Clydeholm
- Location: Clydebank, Scotland
- Coordinates: 55°53′34″N 4°23′17″W﻿ / ﻿55.8928°N 4.3880°W
- Surface: Grass
- Record attendance: 22,000

Construction
- Opened: 1914
- Closed: 1963

Tenant
- Clydebank F.C. (1914–1931)

= Clydeholm =

Venue in West Dunbartonshire, Scotland

Clydeholm was a football and greyhound racing stadium in Clydebank, Scotland. It was the home ground of the first Clydebank F.C. to play in the Scottish Football League.

==History==
Clydebank F.C. was founded in 1914, and acquired a ten-year lease on a site directly to the west of Yoker railway station. The new club was immediately elected into the Division Two of the Scottish Football League, and the first SFL match was played at Clydeholm on 16 August 1914, a 3–1 win over East Stirlingshire.

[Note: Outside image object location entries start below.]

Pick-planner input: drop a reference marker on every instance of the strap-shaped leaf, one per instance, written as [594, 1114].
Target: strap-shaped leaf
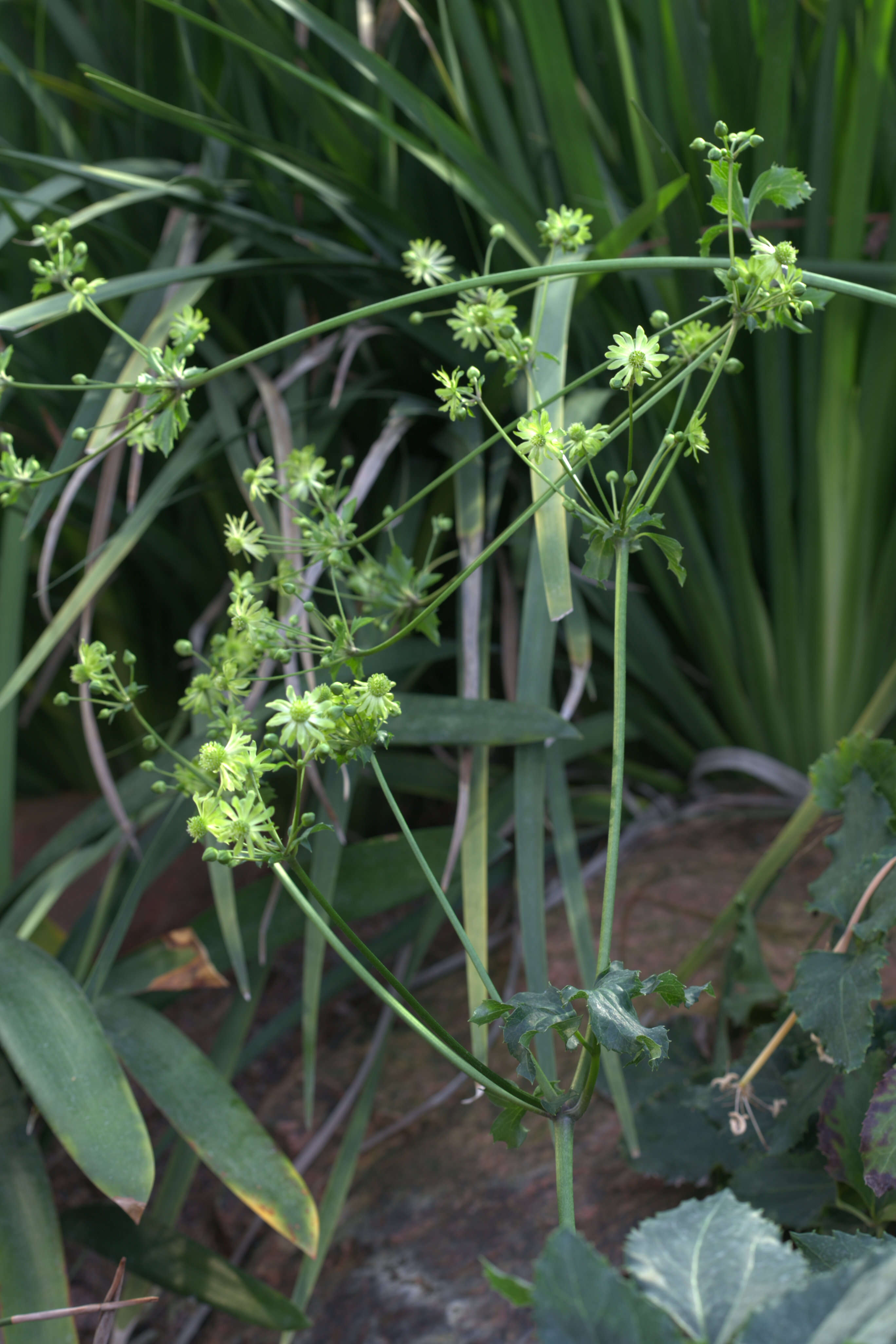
[426, 719]
[182, 1265]
[205, 1111]
[711, 1262]
[56, 1045]
[33, 1264]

The ground's record league attendance of 22,000 was set for a match against Rangers on 13 November 1920, with the away team winning 4–2. It was equalled for the home match against Rangers at the start of the following season, with Rangers winning 7–1, Clydebank's record home defeat at the ground.

In 1925 a new grandstand was erected on the south-western side of the pitch. A greyhound racing track was installed, with the first race taking place on 15 May 1930. Clydebank resigned from the SFL in July 1931 – their final SFL match at Clydeholm was a 5–1 defeat by Raith Rovers on 25 April 1931. Although the club folded in the same year, the ground continued to be used for greyhound racing. During World War II it was used to house a temporary mortuary, which was destroyed on the first night of the Clydebank Blitz in March 1941.

The final greyhound racing meeting took place on 28 November 1963. The stadium was subsequently demolished and the site used to build a shopping centre and housing, with one of the roads through it named Clydeholm Terrace.